The results of the semi-quantitative PCR assay were analyzed using ImageJ v1.53f51 software (National Institutes of Health, USA), which can be used to quantify the density of the bands observed in each electrophoresis gel. The values obtained were normalized in relation to the density measured in the samples of the nad5 gene and then graphed in relation to the RNA accumulation in Treatment T1, which served as a control for this purpose.

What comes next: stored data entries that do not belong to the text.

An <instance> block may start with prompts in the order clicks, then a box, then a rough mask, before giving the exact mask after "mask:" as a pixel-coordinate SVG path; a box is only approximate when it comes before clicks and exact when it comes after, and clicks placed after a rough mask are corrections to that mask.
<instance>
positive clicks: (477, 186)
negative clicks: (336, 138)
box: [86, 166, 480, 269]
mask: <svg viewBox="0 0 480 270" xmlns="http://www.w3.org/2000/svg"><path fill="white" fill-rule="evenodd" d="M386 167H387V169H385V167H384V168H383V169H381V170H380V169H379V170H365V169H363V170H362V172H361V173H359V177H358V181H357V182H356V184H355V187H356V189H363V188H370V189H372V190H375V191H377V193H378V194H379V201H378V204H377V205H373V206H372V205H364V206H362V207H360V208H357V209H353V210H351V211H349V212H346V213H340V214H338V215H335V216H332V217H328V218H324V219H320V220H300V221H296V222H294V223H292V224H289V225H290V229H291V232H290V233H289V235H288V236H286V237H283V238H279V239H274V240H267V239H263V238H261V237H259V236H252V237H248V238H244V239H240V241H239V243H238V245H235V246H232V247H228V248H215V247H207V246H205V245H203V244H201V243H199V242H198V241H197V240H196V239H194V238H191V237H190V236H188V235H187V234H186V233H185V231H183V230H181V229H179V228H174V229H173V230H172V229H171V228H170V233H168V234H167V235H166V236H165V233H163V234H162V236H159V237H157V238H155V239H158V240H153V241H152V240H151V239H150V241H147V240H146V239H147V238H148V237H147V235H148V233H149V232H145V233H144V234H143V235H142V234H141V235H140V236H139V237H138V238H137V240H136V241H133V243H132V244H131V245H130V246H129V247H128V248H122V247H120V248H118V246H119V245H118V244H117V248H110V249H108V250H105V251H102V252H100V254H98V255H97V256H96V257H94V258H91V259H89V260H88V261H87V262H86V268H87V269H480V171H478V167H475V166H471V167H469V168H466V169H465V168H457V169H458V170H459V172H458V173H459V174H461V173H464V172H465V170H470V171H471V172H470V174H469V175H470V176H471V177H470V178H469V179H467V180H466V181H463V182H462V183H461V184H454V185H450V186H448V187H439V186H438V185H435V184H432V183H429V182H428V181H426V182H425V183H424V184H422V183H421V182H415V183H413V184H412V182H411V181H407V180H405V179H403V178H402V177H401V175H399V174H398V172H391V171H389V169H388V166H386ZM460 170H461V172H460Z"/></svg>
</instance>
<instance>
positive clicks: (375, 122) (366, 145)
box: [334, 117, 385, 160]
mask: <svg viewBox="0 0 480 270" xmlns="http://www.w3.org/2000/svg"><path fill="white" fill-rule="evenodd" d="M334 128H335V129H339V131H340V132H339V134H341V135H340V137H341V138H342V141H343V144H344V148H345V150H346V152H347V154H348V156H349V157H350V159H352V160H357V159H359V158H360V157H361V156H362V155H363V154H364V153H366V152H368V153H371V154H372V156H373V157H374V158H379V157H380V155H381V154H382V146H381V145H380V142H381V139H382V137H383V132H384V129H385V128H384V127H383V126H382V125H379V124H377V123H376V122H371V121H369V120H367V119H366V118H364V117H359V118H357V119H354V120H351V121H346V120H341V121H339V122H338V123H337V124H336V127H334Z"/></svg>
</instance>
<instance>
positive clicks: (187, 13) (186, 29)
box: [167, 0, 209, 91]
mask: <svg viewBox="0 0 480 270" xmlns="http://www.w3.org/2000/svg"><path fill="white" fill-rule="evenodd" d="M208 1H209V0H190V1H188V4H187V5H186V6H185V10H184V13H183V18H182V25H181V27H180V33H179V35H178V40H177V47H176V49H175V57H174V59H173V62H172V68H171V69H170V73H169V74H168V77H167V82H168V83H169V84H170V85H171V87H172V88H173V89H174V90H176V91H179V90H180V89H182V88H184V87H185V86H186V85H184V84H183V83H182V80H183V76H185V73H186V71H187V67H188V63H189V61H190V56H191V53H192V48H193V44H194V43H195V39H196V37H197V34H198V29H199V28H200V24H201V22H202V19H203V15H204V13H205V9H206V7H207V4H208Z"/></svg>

Statistical analysis and graphic representation
Data from each experiment were analyzed separately using one-way analysis of variance (ANOVA). The PPV/NAD5 ratio was compared between treatments with Tukey’s Honestly Significant Difference test at P ≤ 0.05. All statistical analyses were performed using InfoStat software version 2020 (InfoStat Transfer Center, FCA, National University of Cordoba, Argentina). To graph the relative accumulation of PPV viral RNA between treatments, the average of ratio PPV/Nad5 in the control treatment (T1) was considered as 100%. Therefore, the results of T2 and T3 are represented as percentages relative to the control treatment.